The American media usually profit handsomely from “hyper-partisan” fighting—finding, and sometimes creating, politically conflict-laden stories that get more viewers, listeners, readers, and thus higher advertising revenues. After abetting this discordant political environment, the media then tell us any bi-partisan agreement to lessen such conflict is good, apparently no matter what’s in it. That’s the impression the media left after Senator Patty Murray (D-OR) and Congressman Paul Ryan (R-WI), the congressional Budget Committee chairpersons, destroyed the budget “sequester” by adding $45 billion for fiscal year 2014, including $22 billion in added defense spending, to reach only a short-term budget agreement that didn’t deal with the larger long-term issues of taxes and rapidly growing entitlement spending.

On the defense budget, over the next two budget years, which the agreement covers, the accord will nearly wipe away the effects of the sequester “decision rule”—under which across-the-board cuts had to be made. Despite the reputation for military efficiency, the Department of Defense (DoD) is the worst run federal department or agency. This proposition can be demonstrated by the repeated failure of the Pentagon to pass a financial audit. The Pentagon has not been able to account for trillions—yes, trillions—of dollars in expenditures. That monstrous failure in financial accountability seems due primarily to DoD’s budget being shrouded in secrecy and can be surmised by the second worst run department or agency being the Department of Homeland Security (DHS). DHS, although also having a culture of secrecy, is not quite so opaque as DoD and can at least partially pass a financial audit.

Such financial misconduct should give pause even to hawks, who see threats to the nation that others don’t and assume that defense spending should be increasing, not decreasing. Even if defense spending should be hiked—a dubious proposition in a world where terrorism-by-the-weak is really the only threat to the United States in the short- and medium term—the Pentagon’s broken accounting system cannot assure taxpayers that their hard-earned dollars are being translated into enhanced security. Thus, defense spending should continue to be cut, if for no other reason than taxpayers can’t tell whether they are getting their money’s worth.

Of course, the term “defense budget” is a misnomer. In the old days, up through World War II, when the actual mission was more defensively oriented, the nation had the Department of War—a more honest title. After World War II, when the informal American Empire was expanded to encompass most of the world, euphemism took over and the name was changed to Department of Defense. Ironically, during the post-war period, instead of defending an intrinsically safe nation—which has huge oceans as moats, weak and friendly neighbors, and nuclear weapons—DoD has concentrated on projecting offensive power to all corners of the globe. So the organization should really have been renamed the Department of Offense, the Department of the Defense of Other Countries, or even the Department of Defense of the American Empire. Demonstrating that the Department of Defense has little to do with the nation’s defenses was its actions on 9/11—when flailing around, it sent fighter jets out to sea in response to one of the few foreign attacks on U.S. soil in American history—and after those attacks when the Orwellian DHS had to be created.
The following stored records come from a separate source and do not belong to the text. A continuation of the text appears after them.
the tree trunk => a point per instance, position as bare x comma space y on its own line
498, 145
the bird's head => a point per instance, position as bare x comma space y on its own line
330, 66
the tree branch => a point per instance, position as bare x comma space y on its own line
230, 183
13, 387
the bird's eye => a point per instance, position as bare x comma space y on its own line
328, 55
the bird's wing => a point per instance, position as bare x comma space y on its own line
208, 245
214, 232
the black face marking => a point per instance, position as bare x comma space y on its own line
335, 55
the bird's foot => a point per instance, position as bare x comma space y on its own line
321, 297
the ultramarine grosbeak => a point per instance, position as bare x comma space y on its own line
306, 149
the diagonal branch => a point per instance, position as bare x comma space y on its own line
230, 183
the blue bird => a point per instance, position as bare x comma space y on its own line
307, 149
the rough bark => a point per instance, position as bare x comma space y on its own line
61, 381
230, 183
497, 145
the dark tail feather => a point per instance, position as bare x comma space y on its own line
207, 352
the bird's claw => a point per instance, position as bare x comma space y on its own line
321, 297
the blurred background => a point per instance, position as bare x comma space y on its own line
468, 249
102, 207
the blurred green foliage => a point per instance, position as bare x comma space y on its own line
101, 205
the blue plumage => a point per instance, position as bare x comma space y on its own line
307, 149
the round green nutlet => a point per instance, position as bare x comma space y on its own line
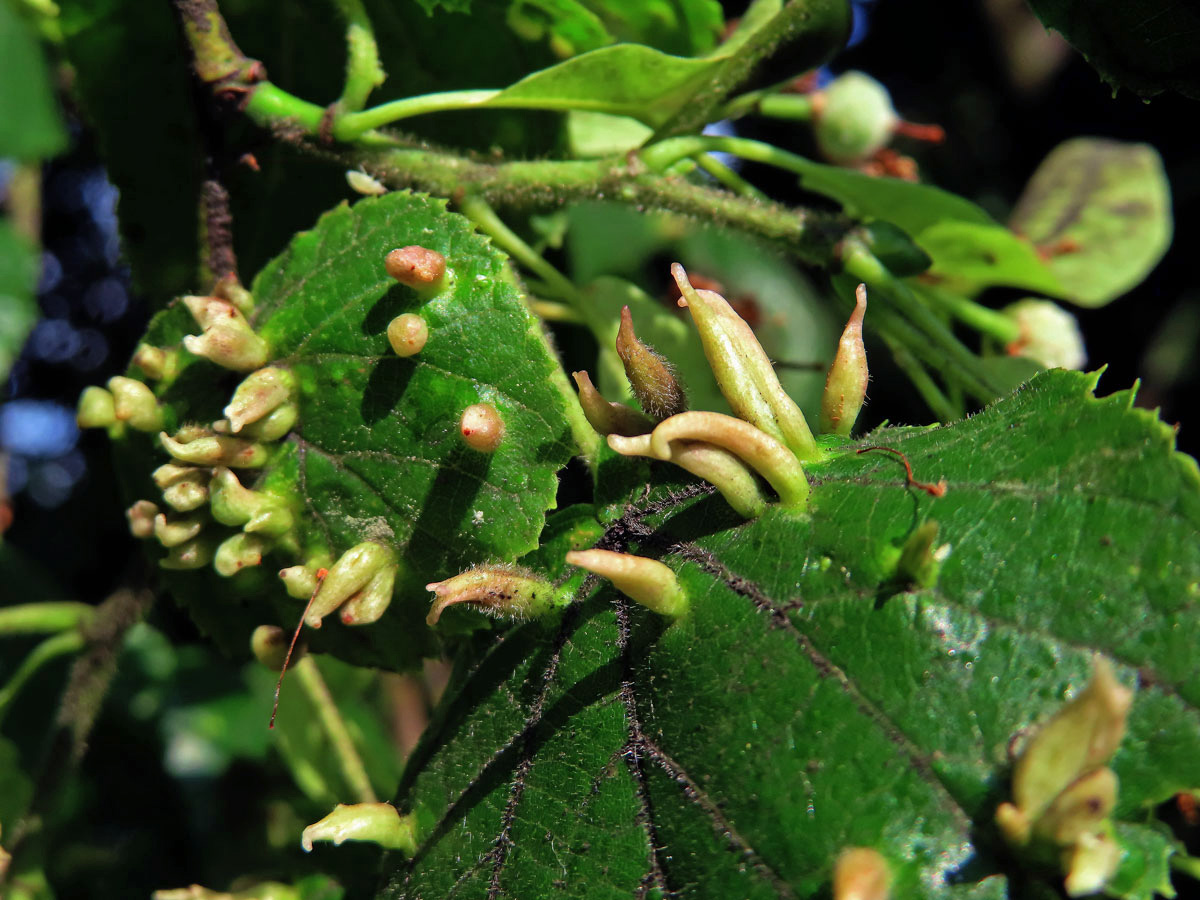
407, 334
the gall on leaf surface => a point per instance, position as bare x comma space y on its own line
810, 702
376, 454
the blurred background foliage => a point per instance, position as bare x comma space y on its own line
181, 780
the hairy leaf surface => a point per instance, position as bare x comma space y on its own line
377, 454
810, 701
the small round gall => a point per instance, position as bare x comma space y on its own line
418, 268
407, 334
481, 427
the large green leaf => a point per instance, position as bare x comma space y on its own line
18, 277
376, 454
1147, 46
30, 127
969, 247
1102, 210
810, 701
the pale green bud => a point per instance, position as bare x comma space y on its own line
215, 450
352, 573
846, 383
370, 604
193, 555
142, 515
855, 118
135, 403
156, 361
259, 394
743, 370
375, 822
643, 581
229, 346
407, 334
239, 552
499, 591
178, 529
96, 408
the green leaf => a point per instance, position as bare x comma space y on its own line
377, 454
969, 247
810, 702
30, 127
1147, 46
1102, 210
18, 279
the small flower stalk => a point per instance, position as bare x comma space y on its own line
259, 394
862, 874
227, 339
1063, 791
365, 573
604, 415
375, 822
135, 403
652, 378
499, 591
743, 370
846, 382
647, 582
721, 468
208, 449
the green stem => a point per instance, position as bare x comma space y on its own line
729, 178
45, 618
334, 726
989, 322
48, 649
364, 71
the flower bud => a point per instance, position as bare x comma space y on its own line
407, 334
96, 408
1049, 335
142, 515
239, 552
229, 346
159, 364
274, 425
743, 370
195, 553
418, 268
653, 379
855, 118
269, 643
376, 822
214, 450
370, 604
719, 467
175, 531
135, 403
861, 874
481, 427
846, 383
761, 451
605, 417
503, 592
187, 493
259, 394
352, 573
643, 581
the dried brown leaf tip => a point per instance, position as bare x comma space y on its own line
651, 376
417, 267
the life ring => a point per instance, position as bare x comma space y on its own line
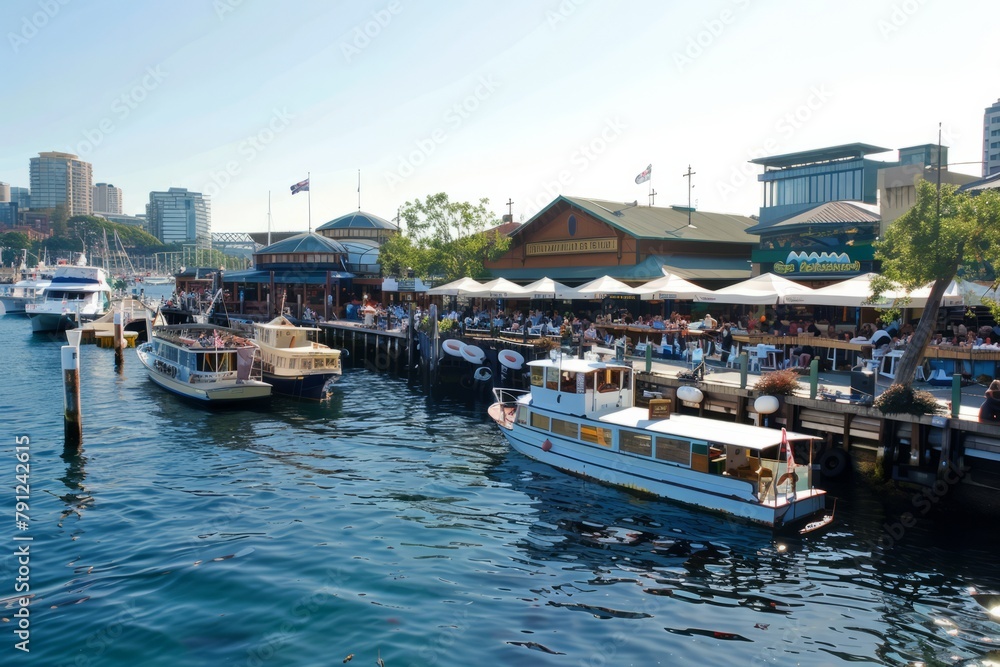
833, 463
788, 476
And the only current threat to U.S. security, terrorism, is blowback from using military power overseas to police the informal U.S. Empire (which Americans would realize if they would just read the writings of Osama bin Laden and statements by al Qaeda) and accounts for only a small portion of the defense budget. In fact, most of the defense budget is used to buy offensive weaponry and provide support for power projection forces overseas that merely generate more blowback terrorism.

The intrinsically secure United States currently accounts for almost 40 percent of worldwide defense spending—U.S. annual military expenditures equal the combined military expenditures of the next 11 highest defense spending nations—but only generates about 25 percent of the world’s economic output. This disparity is imperial overstretch that the United States can no longer afford.

Up until the budget agreement, the Obama administration, the Republican House, and Democratic Senate, bickering and fighting all the way, had achieved something astounding that had not been accomplished since the Korean War—they actually reduced inflation-adjusted federal spending. From fiscal year 2009 (the George W. Bush administration’s last real budget) to fiscal year 2013, federal spending declined three percent in real terms and declined as a percent of GDP two percentage points. Those sterling accomplishments have been imperiled by the breaking of the sequester spending limits, especially on defense.